L’atlantisme de von der Leyen est quelque chose qui pourrait lui être reproché. L’Europe a en effet l’occasion de renforcer sa position au sein de l’OTAN, en développant des capacités propres plutôt que de se reposer sur la garantie américaine ou de se positionner comme extension de celle-ci. Lire plus

Je ne peux pas parler de l’Europe sans parler de nos amis du Royaume-Uni. Pour la première fois, en 2016, un État membre a décidé de quitter l’Union. C’est une décision sérieuse, nous le regrettons, mais nous l’avons respectée. Depuis lors, avec le gouvernement actuel du Royaume-Uni, l’Union européenne a travaillé dur pour organiser un départ ordonné. L’accord de retrait conclu avec le gouvernement du Royaume-Uni apporte de la certitude, là où le Brexit a créé de l’incertitude. Il assure la préservation des droits des citoyens et de la paix et la stabilité sur l’île d’Irlande. Ces deux priorités sont également les miennes, mais je suis prête à une nouvelle prolongation de la date de retrait, si un court délai était nécessaire pour une raison valable.

Von der Leyen annonce une continuation de la politique de l’actuelle Commission. Pourtant, une nouvelle prolongation donnerait un poids important aux députés britanniques et au Brexit Party, arrivé en tête aux élections européennes du 26 mai. Rappelons : lors de l’ouverture, le 2 juillet, de la neuvième législature du Parlement européen, les députés du Brexit Party ont tourné le dos à l’hémicycle pendant qu’y retentissait l’hymne européen.

Quoi qu’il en soit, le Royaume-Uni restera notre allié, notre partenaire et notre ami.

Mesdames et messieurs les députés, lorsque je suis venue à Strasbourg, il y a 13 jours, j’avais promis d’être à l’écoute. J’ai entendu vos préoccupations, vos espoirs, vos attentes. Les orientations politiques que je vous ai transmises aujourd’hui reflètent nos discussions. D’après ce que j’ai entendu, j’ai tiré mes conclusions et pris mes décisions. Tout d’abord, je veux que les citoyens européens jouent un rôle moteur et actif dans la construction de l’avenir de notre Union. Je veux qu’ils aient leur mot à dire lors d’une conférence sur l’avenir de l’Europe qui débutera en 2020 et durera deux ans. Deuxièmement, je veux que nous travaillions ensemble pour améliorer le système des Spitzenkandidat. Nous devons le rendre plus visible à un électorat plus large et nous devons aborder la question des listes transnationales lors des élections européennes comme un outil complémentaire de la démocratie européenne. Et, troisièmement, oui, je soutiens un droit d’initiative pour le Parlement européen.

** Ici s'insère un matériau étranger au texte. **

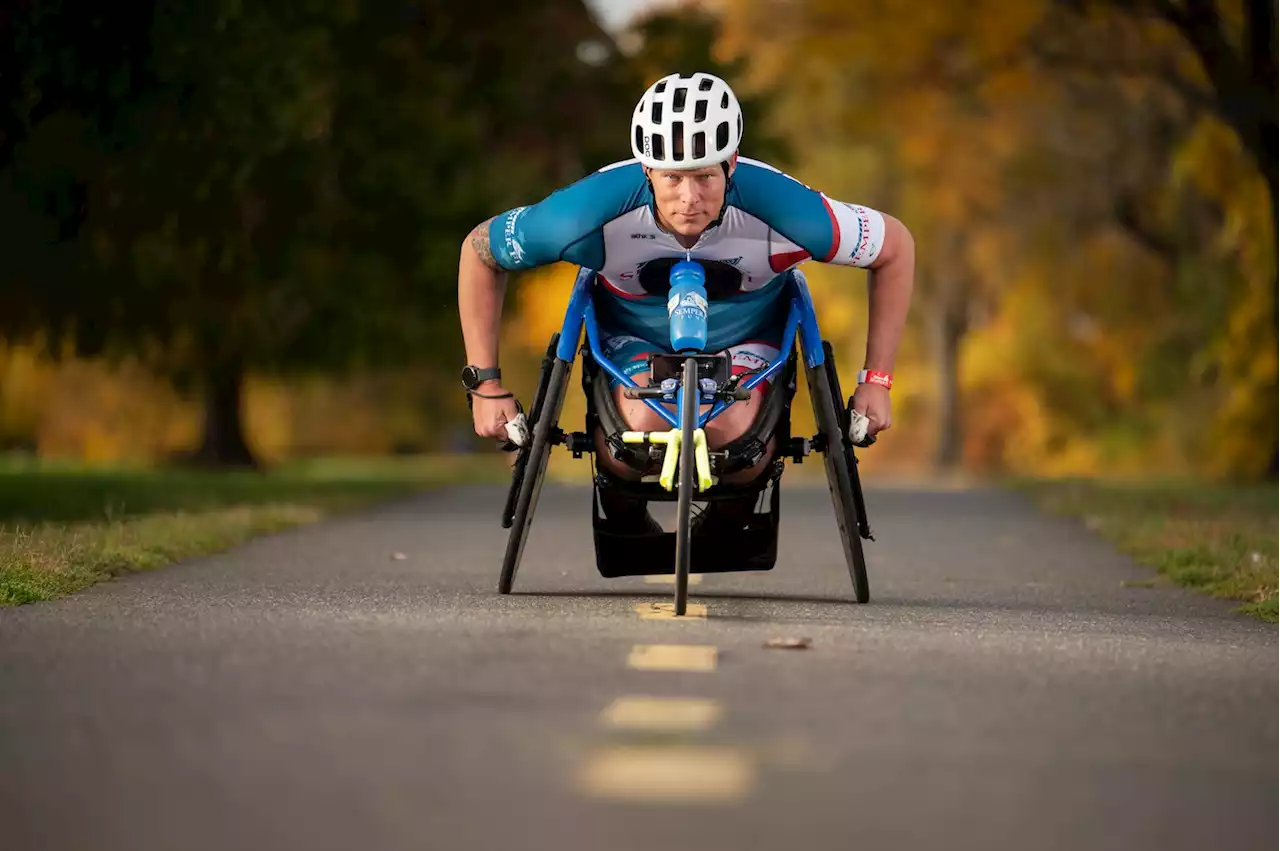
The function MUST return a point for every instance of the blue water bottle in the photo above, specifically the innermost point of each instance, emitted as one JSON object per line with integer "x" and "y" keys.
{"x": 686, "y": 307}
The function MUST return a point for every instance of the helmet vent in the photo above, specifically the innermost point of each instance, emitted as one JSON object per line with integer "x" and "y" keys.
{"x": 722, "y": 136}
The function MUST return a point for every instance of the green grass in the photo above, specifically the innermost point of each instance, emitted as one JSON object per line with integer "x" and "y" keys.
{"x": 63, "y": 529}
{"x": 1217, "y": 539}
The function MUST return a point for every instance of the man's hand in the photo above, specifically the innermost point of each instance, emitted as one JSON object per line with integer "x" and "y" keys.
{"x": 490, "y": 416}
{"x": 873, "y": 402}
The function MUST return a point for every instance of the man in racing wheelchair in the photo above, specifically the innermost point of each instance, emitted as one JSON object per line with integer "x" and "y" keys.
{"x": 686, "y": 195}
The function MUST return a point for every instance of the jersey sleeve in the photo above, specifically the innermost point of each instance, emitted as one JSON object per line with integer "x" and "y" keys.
{"x": 809, "y": 223}
{"x": 568, "y": 223}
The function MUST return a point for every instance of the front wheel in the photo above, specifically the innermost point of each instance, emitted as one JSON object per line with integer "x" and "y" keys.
{"x": 836, "y": 457}
{"x": 531, "y": 481}
{"x": 685, "y": 495}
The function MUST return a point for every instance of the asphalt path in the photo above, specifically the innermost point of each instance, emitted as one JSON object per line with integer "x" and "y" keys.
{"x": 1006, "y": 687}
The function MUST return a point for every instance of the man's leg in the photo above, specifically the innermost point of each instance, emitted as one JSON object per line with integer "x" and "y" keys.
{"x": 631, "y": 356}
{"x": 732, "y": 424}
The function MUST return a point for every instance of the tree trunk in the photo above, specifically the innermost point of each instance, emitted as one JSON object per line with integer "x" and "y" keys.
{"x": 1272, "y": 174}
{"x": 950, "y": 328}
{"x": 223, "y": 442}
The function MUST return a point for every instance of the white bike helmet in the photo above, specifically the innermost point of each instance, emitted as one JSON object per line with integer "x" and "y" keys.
{"x": 686, "y": 123}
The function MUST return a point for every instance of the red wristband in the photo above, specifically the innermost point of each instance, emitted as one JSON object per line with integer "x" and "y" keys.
{"x": 876, "y": 376}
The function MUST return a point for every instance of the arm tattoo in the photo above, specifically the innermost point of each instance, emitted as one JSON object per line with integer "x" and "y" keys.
{"x": 480, "y": 242}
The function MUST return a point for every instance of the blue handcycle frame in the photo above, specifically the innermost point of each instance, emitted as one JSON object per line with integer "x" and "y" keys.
{"x": 800, "y": 320}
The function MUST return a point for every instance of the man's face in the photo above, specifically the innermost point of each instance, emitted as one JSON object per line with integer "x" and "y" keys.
{"x": 689, "y": 198}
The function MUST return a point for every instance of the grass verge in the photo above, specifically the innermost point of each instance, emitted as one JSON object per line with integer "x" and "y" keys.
{"x": 1217, "y": 539}
{"x": 63, "y": 529}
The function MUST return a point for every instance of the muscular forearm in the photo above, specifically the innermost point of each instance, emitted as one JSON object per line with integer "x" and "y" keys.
{"x": 481, "y": 287}
{"x": 890, "y": 287}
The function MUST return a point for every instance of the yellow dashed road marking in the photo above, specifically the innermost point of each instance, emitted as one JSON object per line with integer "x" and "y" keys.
{"x": 668, "y": 774}
{"x": 667, "y": 611}
{"x": 672, "y": 657}
{"x": 670, "y": 579}
{"x": 662, "y": 713}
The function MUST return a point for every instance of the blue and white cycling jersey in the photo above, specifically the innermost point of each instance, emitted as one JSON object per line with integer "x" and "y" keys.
{"x": 771, "y": 223}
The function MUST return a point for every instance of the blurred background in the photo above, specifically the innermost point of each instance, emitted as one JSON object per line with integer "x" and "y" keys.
{"x": 229, "y": 230}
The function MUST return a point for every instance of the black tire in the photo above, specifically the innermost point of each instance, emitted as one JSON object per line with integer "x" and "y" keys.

Von der Leyen risque de se faire élire avec le vote de la droite/l’extrême-droite ce qui lui donnerait une faible majorité et donc peu de légitimité démocratique. Cette partie vise à y trouver une réponse.

Lorsque cette Assemblée, agissant à la majorité de ses membres, adopte des résolutions demandant à la Commission de présenter des propositions législatives, je m’engage à répondre par un acte législatif dans le plein respect de la subsidiarité proportionnelle et selon le principe de “mieux légiférer”. Je suis convaincue que notre partenariat renforcé contribuera à mieux faire entendre la voix des citoyens.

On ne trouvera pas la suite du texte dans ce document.